Jambo v International Freight Agency (IRC 270 of 2003) (270 of 2003) [2005] MWIRC 22 (30 March 2005);






JAMBO...………………...……...…………………………... APPLICANT



CORAM: R. Zibelu Banda (Ms); Chairperson

Applicant; present.

Respondent; Munthali- Assistant Operations Manager

Ngalauka; Court Clerk


Dismissal--Reason for dismissal- Negligence-Leading to loss of company property-Shortage-Procedure- Opportunity to be heard- and defend oneself-Interference with employer’s decision.


The applicant was employed on 19 January 1987. He was dismissed on 1 August 2003 for negligence. The applicant challenged the dismissal alleging that the reason was not valid. The respondent on the other hand contended that the reason as valid and that the applicant was given a chance to state his case and defend himself.

The Law


In all unilateral terminations of employment by the employer he must give reasons for the termination. This is a requirement under section 57(1) of the Employment Act. If an employer fails to comply with this requirement the termination is unfair.

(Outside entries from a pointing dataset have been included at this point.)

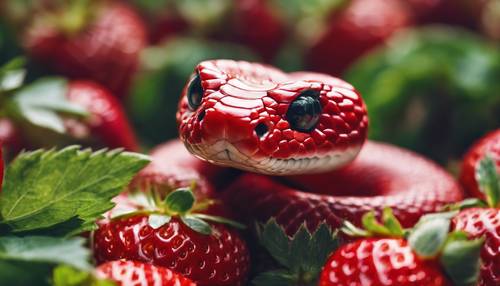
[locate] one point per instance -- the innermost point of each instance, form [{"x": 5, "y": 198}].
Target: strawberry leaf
[
  {"x": 12, "y": 74},
  {"x": 180, "y": 201},
  {"x": 197, "y": 224},
  {"x": 303, "y": 255},
  {"x": 274, "y": 278},
  {"x": 46, "y": 188},
  {"x": 42, "y": 249},
  {"x": 275, "y": 240},
  {"x": 64, "y": 275},
  {"x": 430, "y": 234},
  {"x": 42, "y": 102},
  {"x": 158, "y": 220},
  {"x": 461, "y": 259},
  {"x": 488, "y": 180}
]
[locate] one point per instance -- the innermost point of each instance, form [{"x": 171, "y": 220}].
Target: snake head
[{"x": 257, "y": 118}]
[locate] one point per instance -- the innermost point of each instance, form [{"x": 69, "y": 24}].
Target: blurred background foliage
[{"x": 429, "y": 70}]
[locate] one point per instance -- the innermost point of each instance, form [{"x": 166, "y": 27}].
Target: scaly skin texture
[
  {"x": 381, "y": 176},
  {"x": 107, "y": 120},
  {"x": 354, "y": 31},
  {"x": 487, "y": 145},
  {"x": 478, "y": 222},
  {"x": 219, "y": 259},
  {"x": 106, "y": 50},
  {"x": 125, "y": 273},
  {"x": 381, "y": 262},
  {"x": 240, "y": 96}
]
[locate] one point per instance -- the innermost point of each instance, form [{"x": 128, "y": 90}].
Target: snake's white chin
[{"x": 223, "y": 153}]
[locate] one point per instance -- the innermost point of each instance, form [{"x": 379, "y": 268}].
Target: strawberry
[
  {"x": 254, "y": 23},
  {"x": 124, "y": 273},
  {"x": 387, "y": 254},
  {"x": 487, "y": 145},
  {"x": 479, "y": 222},
  {"x": 354, "y": 31},
  {"x": 408, "y": 183},
  {"x": 481, "y": 176},
  {"x": 382, "y": 261},
  {"x": 107, "y": 120},
  {"x": 169, "y": 233},
  {"x": 100, "y": 41}
]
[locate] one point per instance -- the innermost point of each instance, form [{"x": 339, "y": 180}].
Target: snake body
[{"x": 298, "y": 161}]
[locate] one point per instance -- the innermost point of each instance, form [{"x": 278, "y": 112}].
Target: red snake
[{"x": 307, "y": 126}]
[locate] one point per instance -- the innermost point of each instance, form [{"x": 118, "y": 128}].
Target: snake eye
[
  {"x": 303, "y": 113},
  {"x": 195, "y": 92}
]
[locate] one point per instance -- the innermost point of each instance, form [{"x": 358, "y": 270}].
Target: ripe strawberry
[
  {"x": 167, "y": 233},
  {"x": 479, "y": 222},
  {"x": 382, "y": 261},
  {"x": 126, "y": 273},
  {"x": 354, "y": 31},
  {"x": 487, "y": 145},
  {"x": 107, "y": 120},
  {"x": 255, "y": 24},
  {"x": 100, "y": 41},
  {"x": 481, "y": 176}
]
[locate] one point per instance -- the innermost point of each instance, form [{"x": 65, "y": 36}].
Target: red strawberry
[
  {"x": 255, "y": 24},
  {"x": 479, "y": 222},
  {"x": 126, "y": 273},
  {"x": 100, "y": 41},
  {"x": 354, "y": 31},
  {"x": 382, "y": 261},
  {"x": 171, "y": 235},
  {"x": 488, "y": 145},
  {"x": 481, "y": 176},
  {"x": 107, "y": 120}
]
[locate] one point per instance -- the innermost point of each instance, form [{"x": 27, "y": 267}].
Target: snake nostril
[
  {"x": 261, "y": 129},
  {"x": 201, "y": 115}
]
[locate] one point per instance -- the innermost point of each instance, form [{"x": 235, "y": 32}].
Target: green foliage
[
  {"x": 302, "y": 255},
  {"x": 434, "y": 90},
  {"x": 43, "y": 189},
  {"x": 489, "y": 181}
]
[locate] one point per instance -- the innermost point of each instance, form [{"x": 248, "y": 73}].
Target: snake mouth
[{"x": 224, "y": 153}]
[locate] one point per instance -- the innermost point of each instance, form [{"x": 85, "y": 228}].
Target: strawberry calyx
[
  {"x": 180, "y": 203},
  {"x": 431, "y": 239},
  {"x": 389, "y": 227},
  {"x": 488, "y": 180},
  {"x": 301, "y": 256}
]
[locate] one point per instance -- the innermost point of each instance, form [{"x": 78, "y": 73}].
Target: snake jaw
[{"x": 242, "y": 120}]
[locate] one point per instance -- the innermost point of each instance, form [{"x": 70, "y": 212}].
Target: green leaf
[
  {"x": 43, "y": 249},
  {"x": 42, "y": 102},
  {"x": 46, "y": 188},
  {"x": 274, "y": 278},
  {"x": 64, "y": 275},
  {"x": 322, "y": 244},
  {"x": 197, "y": 225},
  {"x": 12, "y": 74},
  {"x": 275, "y": 240},
  {"x": 352, "y": 230},
  {"x": 392, "y": 223},
  {"x": 158, "y": 220},
  {"x": 429, "y": 236},
  {"x": 461, "y": 259},
  {"x": 219, "y": 219},
  {"x": 303, "y": 255},
  {"x": 180, "y": 201},
  {"x": 299, "y": 249},
  {"x": 488, "y": 180},
  {"x": 371, "y": 224}
]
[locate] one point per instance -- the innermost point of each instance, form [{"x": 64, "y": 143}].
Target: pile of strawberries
[{"x": 166, "y": 231}]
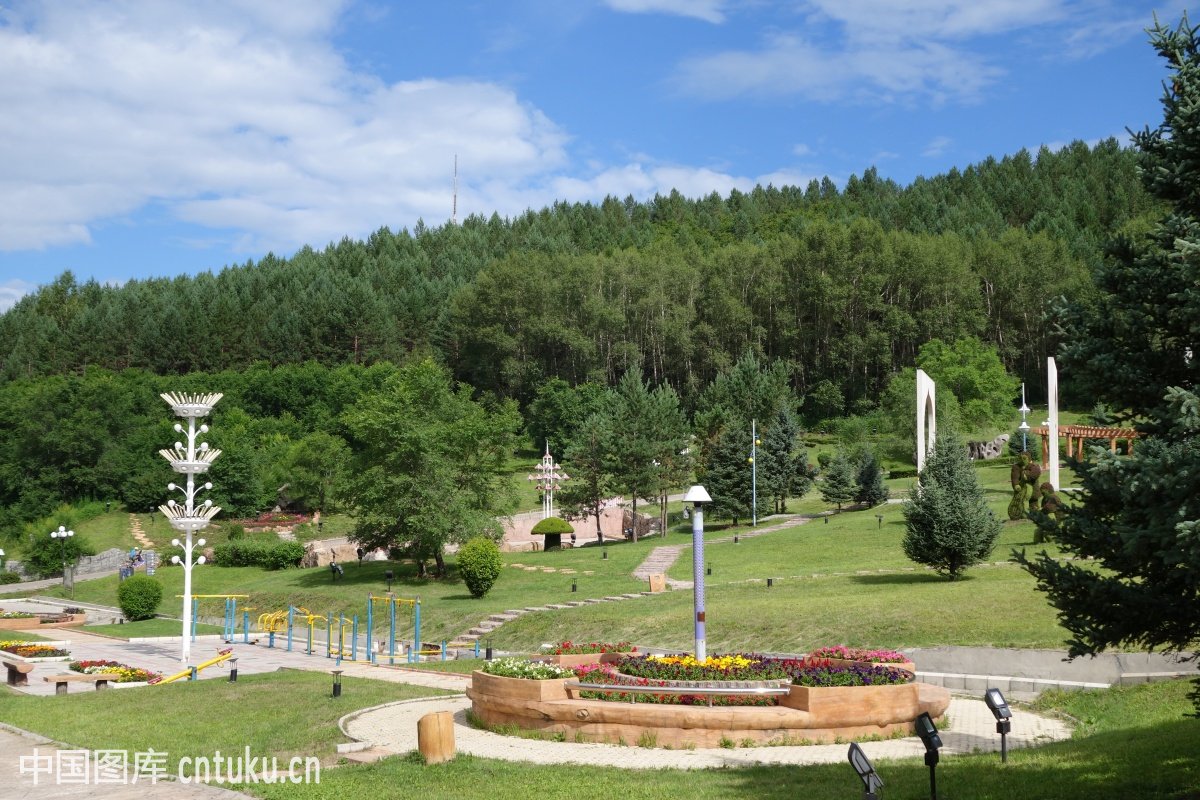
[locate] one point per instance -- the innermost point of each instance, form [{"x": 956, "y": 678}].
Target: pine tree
[
  {"x": 871, "y": 491},
  {"x": 778, "y": 476},
  {"x": 1137, "y": 528},
  {"x": 948, "y": 523},
  {"x": 838, "y": 481}
]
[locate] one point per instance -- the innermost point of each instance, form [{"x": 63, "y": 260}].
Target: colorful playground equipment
[{"x": 192, "y": 673}]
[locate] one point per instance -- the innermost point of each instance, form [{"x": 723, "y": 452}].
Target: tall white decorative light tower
[
  {"x": 549, "y": 480},
  {"x": 190, "y": 459}
]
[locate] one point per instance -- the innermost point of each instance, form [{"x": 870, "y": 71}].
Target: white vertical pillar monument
[
  {"x": 927, "y": 417},
  {"x": 190, "y": 459},
  {"x": 1053, "y": 422}
]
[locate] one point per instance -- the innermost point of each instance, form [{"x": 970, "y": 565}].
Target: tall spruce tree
[
  {"x": 871, "y": 489},
  {"x": 1138, "y": 517},
  {"x": 948, "y": 523},
  {"x": 838, "y": 481}
]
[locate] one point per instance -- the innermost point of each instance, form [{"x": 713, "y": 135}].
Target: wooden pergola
[{"x": 1077, "y": 434}]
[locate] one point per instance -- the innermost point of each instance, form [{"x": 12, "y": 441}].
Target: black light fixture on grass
[
  {"x": 871, "y": 780},
  {"x": 1003, "y": 715},
  {"x": 928, "y": 733}
]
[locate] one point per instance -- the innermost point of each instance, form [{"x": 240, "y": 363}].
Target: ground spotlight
[
  {"x": 928, "y": 733},
  {"x": 871, "y": 780},
  {"x": 1003, "y": 715}
]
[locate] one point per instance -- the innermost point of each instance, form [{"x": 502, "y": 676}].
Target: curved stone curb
[{"x": 972, "y": 729}]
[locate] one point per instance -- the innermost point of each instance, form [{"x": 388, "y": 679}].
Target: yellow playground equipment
[{"x": 191, "y": 673}]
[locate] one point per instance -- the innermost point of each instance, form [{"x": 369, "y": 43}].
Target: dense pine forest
[{"x": 841, "y": 287}]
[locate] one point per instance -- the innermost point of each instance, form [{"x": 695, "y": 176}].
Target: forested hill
[{"x": 843, "y": 284}]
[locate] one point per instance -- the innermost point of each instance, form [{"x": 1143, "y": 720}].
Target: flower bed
[
  {"x": 580, "y": 648},
  {"x": 514, "y": 667},
  {"x": 121, "y": 673},
  {"x": 843, "y": 653},
  {"x": 609, "y": 677}
]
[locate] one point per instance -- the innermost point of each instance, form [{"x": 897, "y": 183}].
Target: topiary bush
[
  {"x": 255, "y": 552},
  {"x": 139, "y": 597},
  {"x": 552, "y": 528},
  {"x": 479, "y": 564}
]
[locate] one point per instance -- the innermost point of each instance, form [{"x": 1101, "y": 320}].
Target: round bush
[
  {"x": 139, "y": 597},
  {"x": 479, "y": 564}
]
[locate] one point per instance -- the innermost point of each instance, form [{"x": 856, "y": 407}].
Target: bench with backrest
[
  {"x": 60, "y": 680},
  {"x": 18, "y": 672}
]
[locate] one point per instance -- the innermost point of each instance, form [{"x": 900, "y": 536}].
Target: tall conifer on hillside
[{"x": 1138, "y": 518}]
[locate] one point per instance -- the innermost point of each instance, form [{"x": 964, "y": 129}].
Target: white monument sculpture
[
  {"x": 1053, "y": 422},
  {"x": 927, "y": 421}
]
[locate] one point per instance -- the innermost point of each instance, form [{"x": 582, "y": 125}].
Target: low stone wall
[{"x": 807, "y": 715}]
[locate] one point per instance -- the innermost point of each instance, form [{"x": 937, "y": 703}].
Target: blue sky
[{"x": 162, "y": 137}]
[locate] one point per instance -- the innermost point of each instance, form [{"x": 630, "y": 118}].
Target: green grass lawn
[
  {"x": 839, "y": 578},
  {"x": 287, "y": 713}
]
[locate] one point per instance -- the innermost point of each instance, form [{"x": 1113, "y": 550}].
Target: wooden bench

The burden of proving that there was a reason for dismissal is on the employer. The Court must then determine whether the reason was valid. This requirement is fundamental in fair labour practices. It was held in Earl v. Slater & Wheeler (Airlyne) Ltd. [1973]1 WLR 51 at 55 that:

“It is for the employer to show what was the principal or only reason for dismissal…. and that it was a potentially valid reason…. If the employer fails to discharge this burden, the tribunal must find that the dismissal was unfair.”

In our own legislation governing employment the law in section 61(1) of the Employment Act provides that:

“In any claim or complaint arising out of the dismissal of an employee, it shall be for the employer to provide the reason for dismissal and if the employer fails to do so, there shall be a conclusive presumption that the dismissal was unfair.”

In the instant case it was heard that the applicant was Warehouse Supervisor at the material time. He was asked to load certain bags of tea. The applicant as supervisor noticed a shortage, however he did not know how the shortage had come about. He alleged that he was not in charge of this particular Warehouse therefore any shortage was not his responsibility. The respondent averred that as Warehouse Supervisor, the applicant was responsible for any tea that was loaded under his supervision. The shortage was therefore attributed to him. The applicant was therefore responsible for the shortage through negligence. The court finds that there was valid reason for which the respondent could take disciplinary action. However before any disciplinary action could be taken the applicant was entitled to a hearing, normally termed as procedural justice.


An employer having a valid reason for which they could dismiss an employee would not act fairly by dismissing without conducting an inquiry aimed at giving the employee an opportunity to explain his case and defend himself, see Polkey A E Dayton Services Ltd [1987] 3 All ER 974.

In this case the applicant was invited to explain what had happened. He asserted that he was not responsible for any shortages that were uncovered in this particular warehouse because he was not responsible for the warehouse. However the respondent was able to demonstrate that being in charge of loading in that warehouse, the applicant was responsible for the shortage.

It was the Court’s view that the respondent had established that the reason for dismissal was valid and that they had afforded the applicant the opportunity to be heard, through an oral hearing between the applicant and management, see Khoswe V National Bank of Malawi [civil Cause No. 718/ 2002 (unreported)].

Gross negligence of duties is serious industrial misconduct especially where it leads to loss of company resources or brings the company’s reputation into disrepute among its valuable clients, see generally, Bandawe V ADMARC [Matter No. 100/2000 (unreported)] and Kambewa V Malawi Distilleries Ltd [Matter No. 81/2003 (unreported)].

Interference with employer’s decision.

It has been held in this Court that decisions of employers should not be tampered with if there is no allegation that the process to arrive at the decision was not fair, see Kachingwe &others V Southern Bottlers Mw Ltd [Matter No.162 of 2003(unreported)]. In that case the Court quoted with approval a holding of the Labour Appeal Court of South Africa in the case of County Fair Foods (Pty) Ltd V CCMA & others [1999]11BLLR 1117 (LAC), per Kroon JA:

“[interference] with the employer’s sanction “ is only justified in the case of ……..unfairness.” However, the decision of the arbitrator as to the fairness or unfairness of the employer’s decision is not reached with reference to the evidential material that was before the employer at the time of its decision but on the basis of all evidential material before the arbitrator. To that extent the proceedings are a hearing de novo.”

In the instant case, the Court has no reason to interfere with the sanction imposed by the respondent.

Previous Conduct

The court heard that the applicant had previous warnings relating to negligence and other issues related to dishonesty. Previous warnings issued to an employee form basis for dismissal, see Prindella V Limbe leaf tobacco Ltd [Matter Number IRC 49 of 2002 (unreported)].


The Court finds that the respondent complied with the law. The dismissal was fair. Action is dismissed in its entirety.

Pronounced in Open Court this 30th day of March 2005 at LIMBE.